Ephéméride éclectique d'une librocubiculariste glossophile et mélomane.
26 Janvier 2015
Homme à la personnalité indépendante et énigmatique, Maurice Ravel laisse une oeuvre qui se situe à la charnière entre le XIXe et le XXe siècle, temps des querelles entre modernistes et traditionalistes, entre l’avenir et le passé. Maurice Ravel se tient à la fois à l’écart de la révolution portée par Schönberg et de l’académisme de la Schola Cantorum. Son audace ainsi que son admiration pour Satie, lui vaut une forte réprobation de ces milieux qui lui coûte notamment des échecs successifs au Concours de Rome. Souvent comparé à Debussy, avec lequel il partage cette utilisation de l’harmonie comme une couleur, avec des dissonances non résolues, il s’en distingue par une écriture pianistique très novatrice et une maîtrise de l’orchestration hors du commun.
Fauré, qui fut son professeur de composition, et un ami cher, qualifia son travail d’une "sincérité désarmante". Son œuvre peut être qualifiée d’éclectique, au vu des sources variées de ses inspirations : Couperin, Rameau, admirateur de Mozart, Saint Saëns.

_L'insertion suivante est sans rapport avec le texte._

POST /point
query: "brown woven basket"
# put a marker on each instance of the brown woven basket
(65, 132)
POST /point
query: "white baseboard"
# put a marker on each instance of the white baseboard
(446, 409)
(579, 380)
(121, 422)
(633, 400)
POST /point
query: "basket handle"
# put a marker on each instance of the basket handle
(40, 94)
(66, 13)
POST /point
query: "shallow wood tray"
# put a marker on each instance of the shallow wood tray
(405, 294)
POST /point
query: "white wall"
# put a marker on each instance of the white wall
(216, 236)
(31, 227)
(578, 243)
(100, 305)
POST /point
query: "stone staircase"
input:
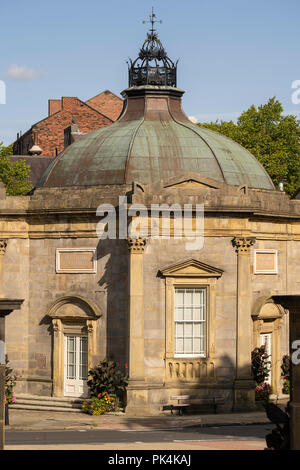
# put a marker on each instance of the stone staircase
(38, 403)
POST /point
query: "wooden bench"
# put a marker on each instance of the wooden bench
(213, 400)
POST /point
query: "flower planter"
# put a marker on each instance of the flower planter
(6, 415)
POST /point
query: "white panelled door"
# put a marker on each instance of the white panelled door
(76, 366)
(265, 340)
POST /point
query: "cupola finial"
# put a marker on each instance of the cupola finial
(152, 66)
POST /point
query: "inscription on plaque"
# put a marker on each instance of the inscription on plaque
(265, 262)
(75, 260)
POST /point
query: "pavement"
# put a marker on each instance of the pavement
(30, 420)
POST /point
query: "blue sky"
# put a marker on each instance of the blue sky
(232, 53)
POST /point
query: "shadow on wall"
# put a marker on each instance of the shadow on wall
(112, 256)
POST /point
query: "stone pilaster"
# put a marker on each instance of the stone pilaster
(244, 391)
(137, 395)
(3, 245)
(58, 358)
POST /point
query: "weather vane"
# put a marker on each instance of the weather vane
(152, 21)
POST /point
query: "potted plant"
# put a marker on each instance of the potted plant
(260, 366)
(285, 374)
(10, 382)
(107, 385)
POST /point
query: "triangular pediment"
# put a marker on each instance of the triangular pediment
(191, 268)
(192, 180)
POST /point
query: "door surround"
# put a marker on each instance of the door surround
(71, 315)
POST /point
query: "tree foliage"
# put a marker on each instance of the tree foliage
(14, 175)
(272, 137)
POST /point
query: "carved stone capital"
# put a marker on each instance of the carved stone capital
(136, 245)
(3, 245)
(56, 325)
(242, 244)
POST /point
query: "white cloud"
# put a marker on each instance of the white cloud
(23, 73)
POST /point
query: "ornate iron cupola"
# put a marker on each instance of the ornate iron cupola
(152, 66)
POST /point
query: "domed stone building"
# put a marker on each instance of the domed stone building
(183, 308)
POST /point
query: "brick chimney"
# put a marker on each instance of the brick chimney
(53, 106)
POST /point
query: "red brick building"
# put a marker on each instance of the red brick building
(48, 134)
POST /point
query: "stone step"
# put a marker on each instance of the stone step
(20, 406)
(33, 402)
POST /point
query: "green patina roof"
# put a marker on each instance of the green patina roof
(148, 151)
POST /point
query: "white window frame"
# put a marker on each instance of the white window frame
(93, 270)
(187, 355)
(266, 271)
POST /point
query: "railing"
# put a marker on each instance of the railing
(189, 370)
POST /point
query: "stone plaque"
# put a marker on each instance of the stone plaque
(75, 260)
(265, 262)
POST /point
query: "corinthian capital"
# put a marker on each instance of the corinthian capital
(242, 244)
(3, 245)
(136, 245)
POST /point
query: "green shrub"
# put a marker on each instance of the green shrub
(101, 404)
(260, 365)
(105, 378)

Ravel est aussi fasciné par la musique noire américaine comme le jazz et le blues, et imprégné de musique hispanique (sa mère est d'origine espagnole).
Dans un catalogue de 111 œuvres, Maurice Ravel nous a laissé une grande majorité de chefs d’œuvre mondialement reconnus qui font de lui l’un des plus grands compositeurs français du XXème siècle.
Ravel compose souvent ses œuvres d'abord au piano pour les transcrire ensuite à l'orchestre, sans que l'on puisse dire, en écoutant l'une ou l'autre version, qu'elle se destinait à un enrichissement instrumental postérieur, ou qu'elle est une adaptation enrichie issue d'une pièce pour clavier, tant il maîtrise les deux langages.
Revenu du choc terrible de la première guerre mondiale, dans laquelle il s'engage malgré une santé fragile comme chauffeur de camion, il s'engage dans un piano très différent, plus profondément épuré et surtout passé au filtre d'un retour aux formes classiques avec le tombeau de Couperin (1917) dont chacune des pièces est dédiée à un de ses amis tombés au front. Une recherche nouvelle de stabilité et de pureté se fait ressentir.
Gaspard de la Nuit est un tryptique pour piano, composé de Ondine, Le Gibet et Scarbo. Il est considéré par beaucoup de musiciens et de mélomanes comme le chef d'oeuvre le plus incontournable de Ravel. Il est emblématique des techniques d'écriture du piano moderne. Ravel habille les textes d'une musique sublime qui brille des feux de l'impressionnisme et de cette recherche d'abstraction sonore qui caractérise alors le style musical le plus moderne de la France de cette époque. On le compare alors fréquemment à son aîné Debussy, ce qui provoque chez ce dernier des accès de jalousie.
Ondine renouvelle l'évocation pianistique merveilleuse de l'élément liquide. Il y est question du chant de la sirène qui frôle les gouttes d'eau sur la fenêtre à la lumière de la lune.....
Le Gibet s'écoule dans une atmosphère statique sur les 52 mesures que dure la pièce, installant une ambiance extrêmement pesante, elle aussi totalement intemporelle....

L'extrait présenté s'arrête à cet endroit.